I found that the brake linings were in fair shape, But I decided to replace them anyway, due to them being bonded linings. I've had bad experience with bonded linings, and mechanical brakes. I know that it probably rolled off the assembly line with bonded linings. But The woven linings work much better with mechanical drum brakes, than the bonded does.

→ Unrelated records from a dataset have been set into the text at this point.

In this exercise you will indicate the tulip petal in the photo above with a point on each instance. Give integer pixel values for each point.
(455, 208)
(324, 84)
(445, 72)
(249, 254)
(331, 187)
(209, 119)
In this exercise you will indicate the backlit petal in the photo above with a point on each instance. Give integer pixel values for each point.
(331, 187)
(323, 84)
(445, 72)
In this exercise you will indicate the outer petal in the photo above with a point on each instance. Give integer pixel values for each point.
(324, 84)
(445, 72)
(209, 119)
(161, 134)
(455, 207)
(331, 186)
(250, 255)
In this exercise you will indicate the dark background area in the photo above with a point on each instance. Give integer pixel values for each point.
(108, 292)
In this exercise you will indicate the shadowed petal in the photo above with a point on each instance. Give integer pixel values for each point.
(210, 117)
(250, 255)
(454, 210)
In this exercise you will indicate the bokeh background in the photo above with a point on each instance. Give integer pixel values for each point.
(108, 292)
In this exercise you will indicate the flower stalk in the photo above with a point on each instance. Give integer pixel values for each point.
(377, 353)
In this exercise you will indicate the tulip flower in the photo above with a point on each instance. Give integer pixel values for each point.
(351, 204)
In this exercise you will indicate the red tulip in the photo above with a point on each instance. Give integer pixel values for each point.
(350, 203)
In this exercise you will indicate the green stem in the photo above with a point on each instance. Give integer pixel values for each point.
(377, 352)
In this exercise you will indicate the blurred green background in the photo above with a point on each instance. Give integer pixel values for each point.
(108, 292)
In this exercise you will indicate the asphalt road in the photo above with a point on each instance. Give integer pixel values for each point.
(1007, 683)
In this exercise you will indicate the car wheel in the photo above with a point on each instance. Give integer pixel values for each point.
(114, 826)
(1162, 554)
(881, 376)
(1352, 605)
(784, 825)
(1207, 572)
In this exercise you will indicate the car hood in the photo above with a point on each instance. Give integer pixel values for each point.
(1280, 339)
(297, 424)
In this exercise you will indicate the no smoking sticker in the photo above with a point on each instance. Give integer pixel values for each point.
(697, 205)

Hood is painted, fenders have been blasted and bodywork is being done.
I ordered the wrong length rivits for the brake linings, so I'll have to wait 'till Mon. to finish up the brakes. But no worries. I may go ahead and paint the main body anyway. 
I'm not going for show here, as this little machine is a workhorse, not a "trailor queen". I'll wirebrush off the loose paint, and paint over what's left. My plan is to keep the "rust monster" at bay. Not take it to shows.


----------



## st3gamefarm (Jun 24, 2012)

Starting to come together:


----------



## Ken N Tx (Sep 20, 2003)

What is going on with the clutch pedal ??edro:


----------



## st3gamefarm (Jun 24, 2012)

The backing plate comes off with the rear axle assembly. The brake shaft is attached to the backing plate and comes with it. Rather than un hook the clevis from the clutch pedal, I just let the pedal slide off the shaft, and it's just kinda dangling there. I stuck the backing plates back on the axle housing with a couple of bolts in the holes to facilitate the removal, and instalation of the brake shoes.


----------



## Fredneck (May 25, 2012)

looking great so far, shorty.

please feel free to do mine next


----------



## st3gamefarm (Jun 24, 2012)

Fredneck said:


> looking great so far, shorty.
> 
> please feel free to do mine next


 I'll be glad to do yours next. outta here

Between work, and work, I haven't been able to work on it for the past week or so. I honestly think they're tryin' ta pay me to die. I haven't had a day off now in 2 weeks, and then when I had a day off, I had so much stuff to do tryin' to catch up on th' chores around th' house, I couldn't work on the tractor. 

I finally convinced th' "Ol Lady" that I'll allways be behind, unless I can get th' tractor up and running again. I sorely miss it, and really need it right now.


----------